Please don’t call me sir, okay? You can call me Frank. What’s your name?
Monica Tupil.
That’s a pretty name.
Vos cerote sube a ver que está haciendo Yandra, I hear Monica scolding again. Pero YA! Creo que se está bañando. Into the phone: At school kids call me Tulip.
That’s a nice nickname. There sure are worse ones.
I guess it’s okay. I think Yandra is in the shower. I’ll ask her to call you back when she gets out if you want. Does she have your number?
I’ll wait. Do you mind? That way I won’t miss her.
QUEEEÉ? Púchica, inútil, ni siquiera le dijiste de su hermano? Doooog! No le puedo creer.
Monica to me: Yandra is in the shower, but Doog forgot to tell her that you’re waiting on the telephone. Doog has to shout that outside the door so she hears. Do you want me to tell Doog to go back upstairs and shout this time?
Sure, if he doesn’t mind, I say. Through the phone I listen to Monica furiously unleashing this new iteration.
Okay, sir, I told him.
That’s your brother you were talking to. Doug is it?
Oh God no, please, he’s not my brother. What, do I sound retarded too? Yes, his name is Doug, but I call him Doog. But his real name is Smelly Retarded Horseshoe Crab.
Retarded Horseshoe Crab? I laugh and she does too, a mischievous childish cackle. Who is this sharp funny bilingual girl? Tupil, a Maya surname.

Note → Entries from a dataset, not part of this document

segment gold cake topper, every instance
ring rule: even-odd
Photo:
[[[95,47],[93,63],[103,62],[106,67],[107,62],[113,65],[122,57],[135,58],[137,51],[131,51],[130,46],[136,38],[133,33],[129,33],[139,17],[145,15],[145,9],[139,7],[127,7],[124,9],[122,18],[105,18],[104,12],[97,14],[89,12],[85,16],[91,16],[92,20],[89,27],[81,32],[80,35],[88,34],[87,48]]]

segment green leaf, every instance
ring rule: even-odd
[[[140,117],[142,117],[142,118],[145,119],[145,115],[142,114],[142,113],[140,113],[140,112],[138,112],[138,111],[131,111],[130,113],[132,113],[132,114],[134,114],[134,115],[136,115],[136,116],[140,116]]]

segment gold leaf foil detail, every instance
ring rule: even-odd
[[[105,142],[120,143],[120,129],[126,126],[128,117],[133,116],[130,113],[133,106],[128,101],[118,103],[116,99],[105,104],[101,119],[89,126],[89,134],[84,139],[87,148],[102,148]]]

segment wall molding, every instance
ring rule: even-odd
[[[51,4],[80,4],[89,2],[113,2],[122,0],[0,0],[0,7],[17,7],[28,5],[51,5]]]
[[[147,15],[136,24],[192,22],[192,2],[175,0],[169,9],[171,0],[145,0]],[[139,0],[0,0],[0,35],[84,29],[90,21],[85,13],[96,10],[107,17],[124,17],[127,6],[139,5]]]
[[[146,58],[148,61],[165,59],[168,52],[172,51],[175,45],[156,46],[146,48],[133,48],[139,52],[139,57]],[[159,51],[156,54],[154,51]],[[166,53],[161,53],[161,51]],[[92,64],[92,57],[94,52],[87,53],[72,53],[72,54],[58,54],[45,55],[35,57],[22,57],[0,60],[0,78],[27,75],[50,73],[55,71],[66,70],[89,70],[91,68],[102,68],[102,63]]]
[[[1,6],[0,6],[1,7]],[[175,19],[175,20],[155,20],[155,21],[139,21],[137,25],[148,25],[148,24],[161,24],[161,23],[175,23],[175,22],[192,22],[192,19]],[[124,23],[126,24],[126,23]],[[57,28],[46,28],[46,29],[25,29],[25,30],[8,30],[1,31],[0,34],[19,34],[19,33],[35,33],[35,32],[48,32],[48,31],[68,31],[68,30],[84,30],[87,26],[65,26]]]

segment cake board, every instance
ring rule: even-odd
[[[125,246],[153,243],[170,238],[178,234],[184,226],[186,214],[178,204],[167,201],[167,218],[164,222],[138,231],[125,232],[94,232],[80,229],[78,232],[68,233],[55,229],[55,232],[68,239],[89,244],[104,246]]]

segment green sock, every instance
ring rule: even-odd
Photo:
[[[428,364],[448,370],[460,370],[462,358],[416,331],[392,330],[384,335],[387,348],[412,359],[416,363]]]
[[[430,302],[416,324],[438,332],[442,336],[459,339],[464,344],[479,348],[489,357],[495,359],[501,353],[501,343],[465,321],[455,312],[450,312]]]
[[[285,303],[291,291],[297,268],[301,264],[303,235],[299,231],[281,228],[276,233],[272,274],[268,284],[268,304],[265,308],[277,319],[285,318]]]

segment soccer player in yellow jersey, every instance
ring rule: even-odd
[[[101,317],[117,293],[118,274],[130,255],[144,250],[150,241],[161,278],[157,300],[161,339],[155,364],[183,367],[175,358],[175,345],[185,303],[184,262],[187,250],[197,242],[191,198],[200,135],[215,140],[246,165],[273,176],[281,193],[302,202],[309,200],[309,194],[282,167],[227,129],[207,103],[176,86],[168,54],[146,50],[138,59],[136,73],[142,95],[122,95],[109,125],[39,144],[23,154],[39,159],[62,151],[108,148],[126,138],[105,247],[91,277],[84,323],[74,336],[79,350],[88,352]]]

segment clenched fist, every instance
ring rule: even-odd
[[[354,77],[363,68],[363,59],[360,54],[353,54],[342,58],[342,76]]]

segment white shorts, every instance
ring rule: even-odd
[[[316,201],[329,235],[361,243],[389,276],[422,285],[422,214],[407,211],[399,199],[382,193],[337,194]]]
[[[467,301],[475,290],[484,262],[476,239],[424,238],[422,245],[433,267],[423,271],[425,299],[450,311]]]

In the background, a stern adult female voice, this accent pronounced, interrupts: Monica, don’t say retarded. We don’t use that word. And Monica responds: I’m sorry, Maki. I won’t say that anymore.
That’s Maki, says Monica into the phone. She just got back from work. I don’t know if you can hear it over the phone, sir, but Doog is upstairs shouting outside the bathroom door that you’re here. Yandra will come down soon.
Okay. Well, tell Doog thank you. How old are you, Monica?
I’ve been ten for almost one week. You know what my birthday is? February twenty-eighth. My mother says I was born right before midnight, so if I came out a few minutes later, three out of every four years, I wouldn’t have a birthday.
Wow, I’m glad you got in there just under the wire. Happy birthday, then, Monica.
Thank you, sir.
And Maki, she’s your mother?
No. Maki’s isn’t anybody’s mother. My mom is at her job. She works in a factory.
Really? What kind of factory?
They make vests for the soldiers in Iraq that bullets can’t go through, you know what I mean?
Bulletproof vests, sure. For US soldiers in Iraq?
Yes, that’s right. When you see the soldiers on TV wearing their bulletproof vests, my mom made them. Not just my mom, a lot of other people work there. Everyone else here works in the fish houses.
Oh sure, I say, the fish-processing houses. What about your dad? Does he work in the fish houses too?
My dad? I don’t even know who he is. I mean, I’ve never met him. Presumably he’s somewhere in this country, but he’s not here in New Bedford.
Presumably?
Yes, sir, presumably. He wouldn’t go back to Guatemala unless he gets deported. That’s what my mom says.